Outra foi a obra de reabilitação da Escola Secundária Pe Benjamin Salgado, orçada em 20 milhões de euros financiados pelo PRR, e que é o maior investimento de sempre em edifícios do parque escolar concelhio. À semelhança de vários outros assuntos e eventos, os vídeos e as fotografias foram divulgados exclusivamente na página pessoal de Mário Passos. Na página do Município de Famalicão apenas foi divulgado link de notícias. Ou seja, reservam para a página de Mário Passos os conteúdos que atraem mais as pessoas.
Afinal, usar-se o aparato que vem com a função para se promover despudoradamente com recurso a meios públicos nem é o mais chato de tudo. Chato, chato, é haver quem repare nestas coisas.
E quantas almas trabalham na página pessoal do Facebook do presidenciável Mário Passos? Oito almas oito. Serão umas e as mesmas pessoas que trabalham na página do Facebook do município? Não sei. Se calhar não. O mais provável é Mário Passos pagar a estas oito pessoas do próprio bolso.
Outra coisa em que aqui no NF reparamos é que a vereadora Sofia Fernandes andou aí uns tempos proscrita da comunicação oficial da câmara. Mesmo nos eventos sob sua alçada, não aparecia (e onde é que já vimos isto?). Mas bastou publicarmos aqui o desmentido do senhor mandatário distrital à dissensão em curso no PSD-F para tornar a ser persona grata. Como não convinha quebrar o verniz à frente de toda a gente, vejam lá a honra, agora a comunicação institucional da câmara já a distingue novamente com a sua atenção. Não nos agradeças, Sofia: fazemo-lo porque sentimos ser esse o nosso dever.

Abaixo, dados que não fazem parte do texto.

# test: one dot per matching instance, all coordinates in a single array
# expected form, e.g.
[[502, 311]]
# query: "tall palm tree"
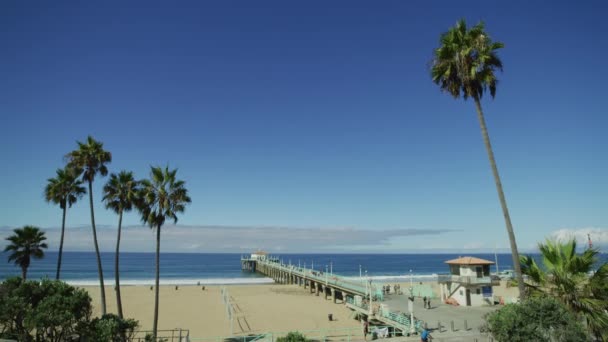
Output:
[[26, 243], [64, 190], [162, 197], [564, 275], [91, 158], [120, 194], [464, 65]]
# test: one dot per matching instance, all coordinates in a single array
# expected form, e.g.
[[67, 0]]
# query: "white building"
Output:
[[469, 282], [259, 255]]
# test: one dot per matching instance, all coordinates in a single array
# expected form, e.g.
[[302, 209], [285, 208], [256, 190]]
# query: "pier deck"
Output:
[[356, 295]]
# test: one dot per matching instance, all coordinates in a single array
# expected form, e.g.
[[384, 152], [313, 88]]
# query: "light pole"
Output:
[[412, 329], [371, 298]]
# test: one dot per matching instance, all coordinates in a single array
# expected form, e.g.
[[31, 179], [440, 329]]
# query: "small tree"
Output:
[[26, 243], [535, 319]]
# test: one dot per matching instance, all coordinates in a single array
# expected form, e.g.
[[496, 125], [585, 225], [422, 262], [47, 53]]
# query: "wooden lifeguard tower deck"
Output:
[[355, 295]]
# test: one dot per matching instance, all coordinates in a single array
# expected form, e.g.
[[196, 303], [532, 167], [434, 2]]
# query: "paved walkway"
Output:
[[445, 314]]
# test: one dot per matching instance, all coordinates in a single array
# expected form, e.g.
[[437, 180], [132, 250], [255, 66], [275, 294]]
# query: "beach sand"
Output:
[[258, 309]]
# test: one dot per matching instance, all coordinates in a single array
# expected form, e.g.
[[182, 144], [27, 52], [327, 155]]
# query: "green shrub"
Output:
[[293, 336], [536, 319], [111, 328], [54, 311]]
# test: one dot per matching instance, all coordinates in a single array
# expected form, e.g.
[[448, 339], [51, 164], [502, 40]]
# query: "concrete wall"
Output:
[[460, 294]]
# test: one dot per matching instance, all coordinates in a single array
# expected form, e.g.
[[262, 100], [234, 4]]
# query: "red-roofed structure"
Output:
[[469, 282]]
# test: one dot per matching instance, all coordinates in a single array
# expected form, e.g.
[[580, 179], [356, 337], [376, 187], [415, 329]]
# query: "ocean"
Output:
[[80, 268]]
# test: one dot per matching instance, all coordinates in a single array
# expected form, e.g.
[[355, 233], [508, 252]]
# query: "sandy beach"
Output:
[[258, 308]]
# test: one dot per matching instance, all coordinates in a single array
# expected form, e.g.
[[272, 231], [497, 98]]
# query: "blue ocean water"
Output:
[[80, 268], [181, 268]]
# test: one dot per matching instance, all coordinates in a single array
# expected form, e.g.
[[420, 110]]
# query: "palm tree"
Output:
[[91, 158], [26, 243], [120, 194], [565, 276], [64, 190], [464, 65], [162, 197]]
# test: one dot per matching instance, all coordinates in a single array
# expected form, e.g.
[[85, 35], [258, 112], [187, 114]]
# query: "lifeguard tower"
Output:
[[469, 282]]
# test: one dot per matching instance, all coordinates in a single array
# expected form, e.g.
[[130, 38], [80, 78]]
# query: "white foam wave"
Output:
[[398, 278], [207, 281]]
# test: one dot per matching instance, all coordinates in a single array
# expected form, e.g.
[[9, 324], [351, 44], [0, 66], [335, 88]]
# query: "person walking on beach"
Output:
[[425, 336]]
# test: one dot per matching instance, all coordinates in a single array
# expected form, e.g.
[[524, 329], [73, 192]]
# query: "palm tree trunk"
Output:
[[503, 201], [155, 329], [116, 272], [61, 242], [99, 269]]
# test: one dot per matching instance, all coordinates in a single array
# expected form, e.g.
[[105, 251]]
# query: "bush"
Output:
[[293, 336], [54, 311], [535, 319], [111, 328]]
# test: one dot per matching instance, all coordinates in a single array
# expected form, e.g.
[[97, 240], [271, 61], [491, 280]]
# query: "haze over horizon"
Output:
[[308, 123]]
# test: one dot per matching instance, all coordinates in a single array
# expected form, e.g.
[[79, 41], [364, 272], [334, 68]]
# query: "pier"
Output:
[[360, 296]]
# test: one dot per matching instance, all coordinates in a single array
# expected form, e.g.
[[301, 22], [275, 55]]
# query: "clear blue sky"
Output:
[[311, 114]]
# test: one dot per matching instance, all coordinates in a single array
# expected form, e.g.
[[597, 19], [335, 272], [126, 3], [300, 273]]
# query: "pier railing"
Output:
[[338, 334], [469, 280], [323, 278]]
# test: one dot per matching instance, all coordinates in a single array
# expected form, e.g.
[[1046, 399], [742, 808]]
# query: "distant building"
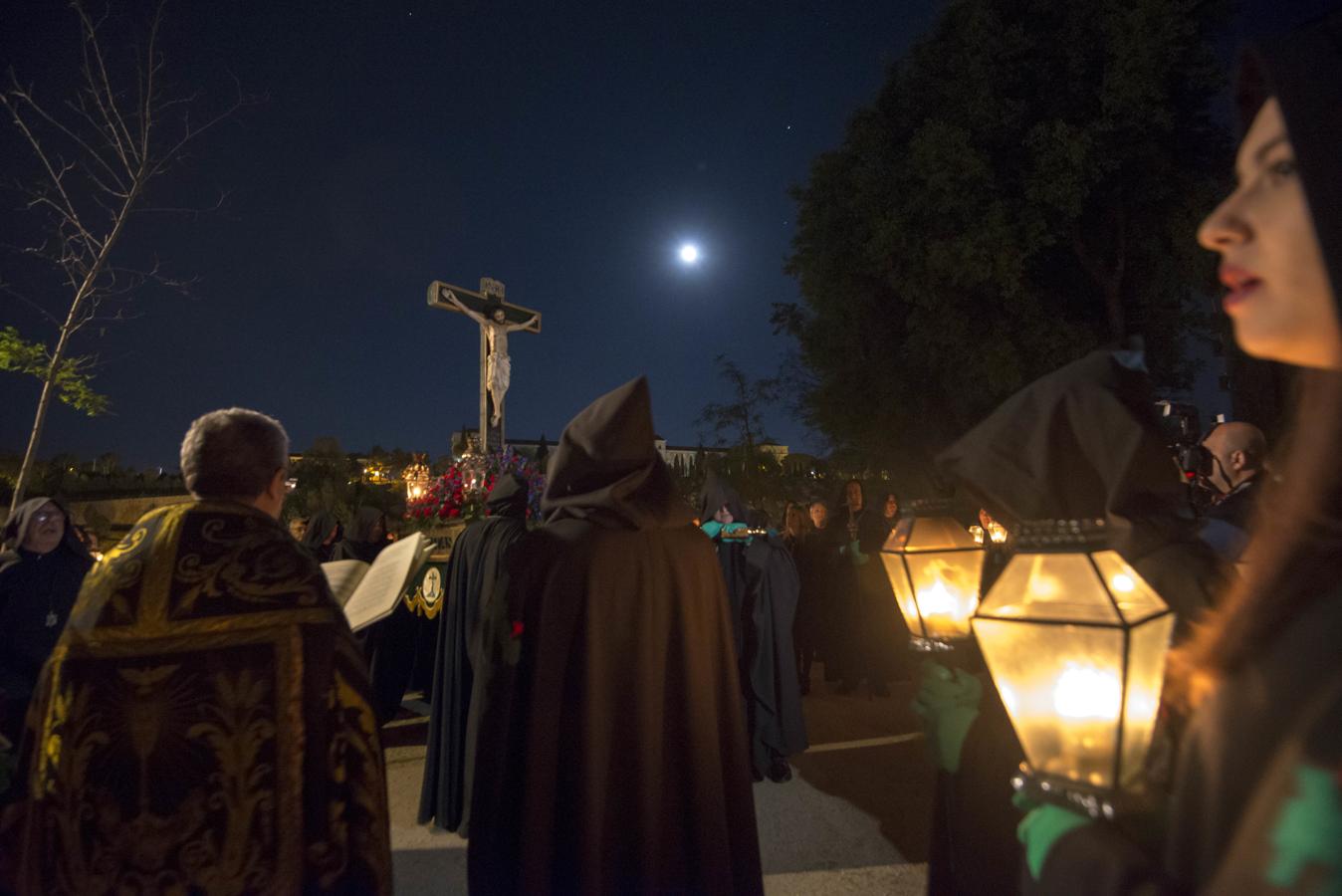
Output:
[[679, 458]]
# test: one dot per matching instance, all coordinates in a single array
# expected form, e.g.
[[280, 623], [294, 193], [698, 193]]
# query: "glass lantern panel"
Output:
[[947, 585], [1051, 586], [903, 591], [1134, 597], [929, 534], [1063, 688], [1145, 675]]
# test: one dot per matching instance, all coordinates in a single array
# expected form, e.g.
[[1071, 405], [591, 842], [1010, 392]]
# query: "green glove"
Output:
[[1041, 827], [948, 702]]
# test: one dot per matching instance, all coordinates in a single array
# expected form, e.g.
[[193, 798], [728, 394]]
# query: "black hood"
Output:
[[606, 470], [717, 493], [508, 498], [1080, 443], [319, 529], [365, 521], [1303, 70], [16, 529]]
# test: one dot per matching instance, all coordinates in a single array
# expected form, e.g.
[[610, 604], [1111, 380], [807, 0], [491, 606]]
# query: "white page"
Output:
[[343, 577], [377, 594]]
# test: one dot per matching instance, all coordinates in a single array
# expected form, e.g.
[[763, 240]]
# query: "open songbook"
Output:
[[369, 591]]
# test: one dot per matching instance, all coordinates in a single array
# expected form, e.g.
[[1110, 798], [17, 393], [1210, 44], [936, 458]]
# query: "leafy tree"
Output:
[[1024, 188], [73, 375], [740, 420]]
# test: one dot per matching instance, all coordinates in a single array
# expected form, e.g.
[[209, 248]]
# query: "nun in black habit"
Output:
[[321, 536], [42, 567], [473, 570], [770, 664], [1256, 803], [388, 644]]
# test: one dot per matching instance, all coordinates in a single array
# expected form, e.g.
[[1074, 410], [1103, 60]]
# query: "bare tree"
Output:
[[96, 153]]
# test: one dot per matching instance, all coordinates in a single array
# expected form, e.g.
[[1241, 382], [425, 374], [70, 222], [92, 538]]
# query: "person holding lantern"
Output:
[[871, 636], [1256, 796]]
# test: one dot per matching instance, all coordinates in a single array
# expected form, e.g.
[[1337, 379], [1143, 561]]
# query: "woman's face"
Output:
[[46, 530], [1279, 300]]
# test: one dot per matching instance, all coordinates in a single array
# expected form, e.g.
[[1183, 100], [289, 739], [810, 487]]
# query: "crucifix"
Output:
[[496, 318]]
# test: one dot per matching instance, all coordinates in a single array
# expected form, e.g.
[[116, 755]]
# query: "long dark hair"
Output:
[[1295, 549]]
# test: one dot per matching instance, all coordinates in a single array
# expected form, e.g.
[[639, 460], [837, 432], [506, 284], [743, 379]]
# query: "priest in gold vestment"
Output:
[[204, 723]]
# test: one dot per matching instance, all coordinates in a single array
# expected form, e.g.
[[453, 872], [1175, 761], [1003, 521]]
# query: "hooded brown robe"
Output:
[[203, 725], [612, 754]]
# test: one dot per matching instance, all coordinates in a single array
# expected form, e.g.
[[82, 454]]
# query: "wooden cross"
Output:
[[496, 318]]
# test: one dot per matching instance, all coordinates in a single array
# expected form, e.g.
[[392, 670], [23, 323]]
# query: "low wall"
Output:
[[112, 518]]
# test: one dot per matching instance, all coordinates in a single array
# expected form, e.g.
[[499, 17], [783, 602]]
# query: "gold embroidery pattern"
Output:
[[169, 754], [240, 560], [354, 760], [427, 597]]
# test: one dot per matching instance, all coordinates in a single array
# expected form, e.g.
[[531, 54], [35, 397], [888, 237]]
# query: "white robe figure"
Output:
[[498, 367]]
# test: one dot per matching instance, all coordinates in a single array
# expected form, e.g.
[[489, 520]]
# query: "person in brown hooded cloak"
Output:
[[612, 754]]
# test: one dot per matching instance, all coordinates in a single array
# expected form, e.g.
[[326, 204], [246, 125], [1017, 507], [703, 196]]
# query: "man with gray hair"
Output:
[[1237, 451], [204, 721]]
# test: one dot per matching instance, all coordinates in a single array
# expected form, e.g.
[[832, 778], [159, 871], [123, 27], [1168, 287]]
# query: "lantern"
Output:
[[934, 567], [1075, 640], [417, 478]]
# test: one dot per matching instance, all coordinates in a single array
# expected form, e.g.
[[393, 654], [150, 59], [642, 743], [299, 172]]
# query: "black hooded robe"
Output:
[[37, 593], [774, 711], [471, 574], [389, 644], [612, 749], [1244, 815]]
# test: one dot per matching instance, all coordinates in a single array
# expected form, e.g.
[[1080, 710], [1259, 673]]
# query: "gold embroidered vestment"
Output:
[[204, 725]]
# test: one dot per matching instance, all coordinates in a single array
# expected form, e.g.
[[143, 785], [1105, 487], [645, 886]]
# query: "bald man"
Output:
[[1237, 451]]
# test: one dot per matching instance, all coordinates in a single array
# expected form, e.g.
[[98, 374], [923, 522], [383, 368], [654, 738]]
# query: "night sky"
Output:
[[565, 150]]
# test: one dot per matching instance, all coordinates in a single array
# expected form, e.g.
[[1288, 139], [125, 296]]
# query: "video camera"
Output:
[[1184, 437]]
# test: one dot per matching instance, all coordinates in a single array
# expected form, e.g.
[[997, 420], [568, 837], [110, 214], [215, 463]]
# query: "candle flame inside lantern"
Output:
[[1087, 694]]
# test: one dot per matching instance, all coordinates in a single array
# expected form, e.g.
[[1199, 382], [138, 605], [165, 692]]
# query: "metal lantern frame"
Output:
[[417, 478], [1087, 538], [903, 581]]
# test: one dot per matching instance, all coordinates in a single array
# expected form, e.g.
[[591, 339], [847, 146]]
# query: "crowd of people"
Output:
[[192, 713]]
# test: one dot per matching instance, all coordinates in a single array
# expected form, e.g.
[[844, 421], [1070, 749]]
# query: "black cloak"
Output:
[[389, 643], [471, 572], [1244, 752], [1082, 443], [717, 494], [35, 589], [770, 665], [613, 752], [320, 528], [359, 542]]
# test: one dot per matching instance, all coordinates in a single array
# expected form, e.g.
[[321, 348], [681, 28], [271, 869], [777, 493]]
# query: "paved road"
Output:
[[852, 819]]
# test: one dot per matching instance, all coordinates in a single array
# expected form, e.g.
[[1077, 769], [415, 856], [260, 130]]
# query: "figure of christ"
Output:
[[498, 369]]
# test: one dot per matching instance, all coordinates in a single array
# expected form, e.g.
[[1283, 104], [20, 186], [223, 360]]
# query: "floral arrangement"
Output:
[[461, 493]]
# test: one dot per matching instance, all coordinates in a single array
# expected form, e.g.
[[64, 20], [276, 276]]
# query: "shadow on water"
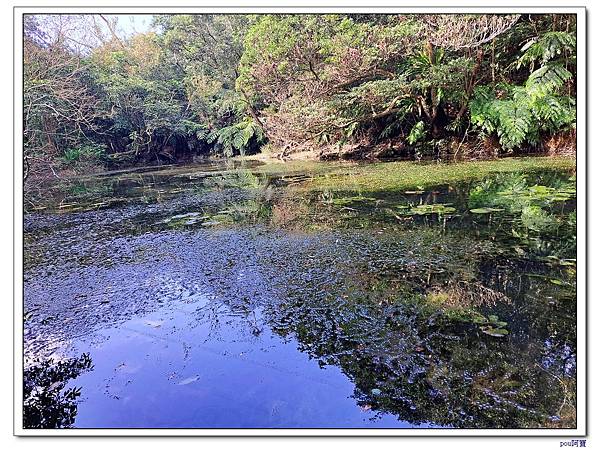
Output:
[[235, 297]]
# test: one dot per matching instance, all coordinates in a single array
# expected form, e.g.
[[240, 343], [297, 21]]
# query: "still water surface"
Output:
[[230, 296]]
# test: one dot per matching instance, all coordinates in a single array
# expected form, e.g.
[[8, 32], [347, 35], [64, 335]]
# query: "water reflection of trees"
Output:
[[432, 363], [46, 402]]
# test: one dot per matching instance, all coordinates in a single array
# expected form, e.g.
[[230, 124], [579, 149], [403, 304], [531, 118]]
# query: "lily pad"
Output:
[[485, 210], [496, 332]]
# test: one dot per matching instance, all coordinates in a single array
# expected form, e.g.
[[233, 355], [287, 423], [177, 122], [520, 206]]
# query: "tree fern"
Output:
[[546, 79]]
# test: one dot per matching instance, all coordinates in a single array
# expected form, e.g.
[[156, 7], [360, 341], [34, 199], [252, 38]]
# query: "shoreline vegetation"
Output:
[[363, 87]]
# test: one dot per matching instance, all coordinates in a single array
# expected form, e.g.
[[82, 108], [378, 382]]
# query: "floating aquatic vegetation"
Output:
[[426, 209], [485, 210]]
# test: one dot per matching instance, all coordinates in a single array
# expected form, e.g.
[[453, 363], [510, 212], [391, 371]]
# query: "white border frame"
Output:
[[582, 353]]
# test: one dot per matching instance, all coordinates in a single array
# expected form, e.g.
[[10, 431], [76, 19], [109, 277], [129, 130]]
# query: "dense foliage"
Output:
[[333, 84]]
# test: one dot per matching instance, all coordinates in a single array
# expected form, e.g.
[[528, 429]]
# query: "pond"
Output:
[[317, 295]]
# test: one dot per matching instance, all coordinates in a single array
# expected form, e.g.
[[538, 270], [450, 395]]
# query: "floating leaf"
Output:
[[485, 210], [496, 332]]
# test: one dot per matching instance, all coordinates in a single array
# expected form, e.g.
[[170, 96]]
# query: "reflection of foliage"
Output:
[[534, 205], [45, 404]]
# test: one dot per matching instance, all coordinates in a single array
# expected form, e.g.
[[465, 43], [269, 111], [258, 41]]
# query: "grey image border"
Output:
[[582, 227]]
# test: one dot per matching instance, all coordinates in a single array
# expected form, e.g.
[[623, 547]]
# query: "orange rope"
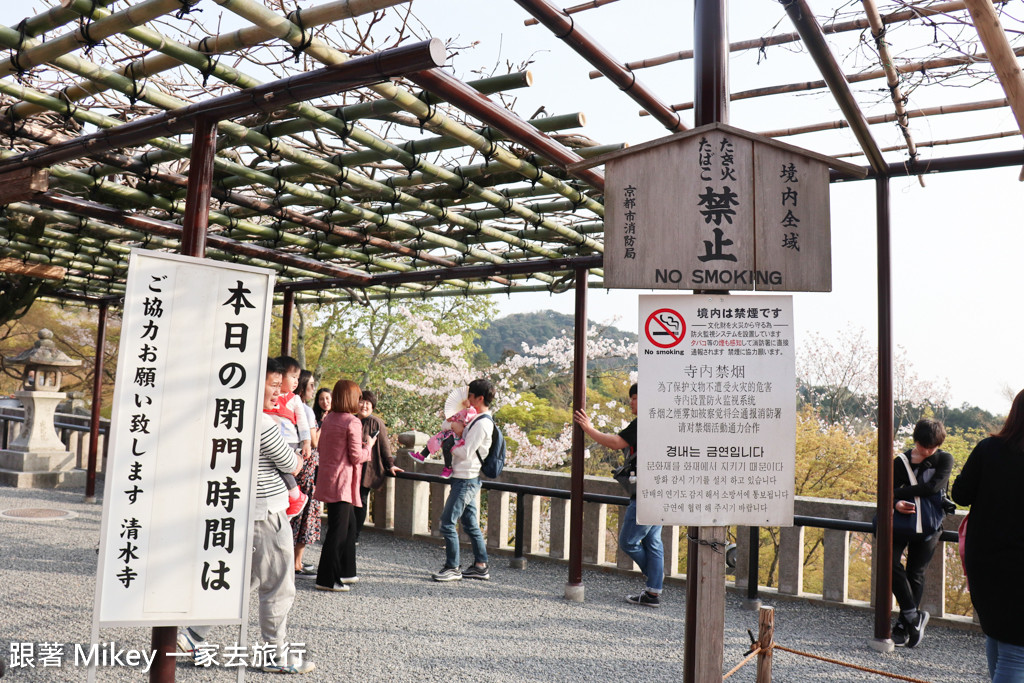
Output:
[[757, 651], [850, 666]]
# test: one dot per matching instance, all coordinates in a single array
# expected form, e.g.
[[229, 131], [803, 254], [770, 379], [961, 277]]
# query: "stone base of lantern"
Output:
[[40, 469]]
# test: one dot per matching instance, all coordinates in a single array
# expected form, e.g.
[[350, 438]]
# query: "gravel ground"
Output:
[[396, 625]]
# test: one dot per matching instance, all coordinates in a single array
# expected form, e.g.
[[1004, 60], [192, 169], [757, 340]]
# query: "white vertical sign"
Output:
[[716, 410], [184, 435]]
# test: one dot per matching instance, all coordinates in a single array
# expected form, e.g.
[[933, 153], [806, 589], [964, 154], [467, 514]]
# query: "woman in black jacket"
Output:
[[931, 468], [990, 483]]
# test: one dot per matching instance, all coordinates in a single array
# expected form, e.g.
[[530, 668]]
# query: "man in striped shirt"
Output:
[[272, 562]]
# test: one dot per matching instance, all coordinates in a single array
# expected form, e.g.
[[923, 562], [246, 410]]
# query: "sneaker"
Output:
[[646, 599], [293, 666], [188, 642], [474, 571], [899, 634], [448, 573], [916, 632], [297, 505], [337, 588]]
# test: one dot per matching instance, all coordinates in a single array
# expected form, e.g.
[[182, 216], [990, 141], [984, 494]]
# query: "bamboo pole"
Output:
[[852, 78], [429, 144], [781, 39], [158, 42], [936, 143], [122, 163], [211, 45], [316, 49], [87, 34], [888, 118], [182, 151], [476, 170], [766, 639], [379, 109], [892, 79], [593, 4], [252, 229], [802, 17], [309, 161], [1004, 57]]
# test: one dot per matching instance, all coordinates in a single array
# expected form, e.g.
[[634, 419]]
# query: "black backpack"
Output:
[[493, 465]]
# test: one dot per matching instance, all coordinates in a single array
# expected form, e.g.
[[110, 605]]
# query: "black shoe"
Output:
[[448, 573], [474, 571], [915, 632], [644, 598], [899, 634]]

Já pelo contrário, um que nunca fica fora do enquadramento é o vereador Augusto Lima. Percebe-se que seja o favorito do rei: nos inícios do mês decidiu apadrinhar a apresentação pública da “Famalicão+”, uma “plataforma” digital lançada pela “Estrutura de Missão Famalicão+” que é coordenada, veja-se lá a surpresa, pela própria esposa.
Aqui entre nós, não é uma plataforma, é um site. E ainda não está a funcionar…
Devo dizer que eu, ao contrário de muitos, não estranho nada que tantas esposas de responsáveis camarários trabalhem na câmara também. É meramente uma probabilidade estatística: pois queriam o quê, se a câmara é já o segundo empregador do concelho, com quase dois mil funcionários? E continua a somar…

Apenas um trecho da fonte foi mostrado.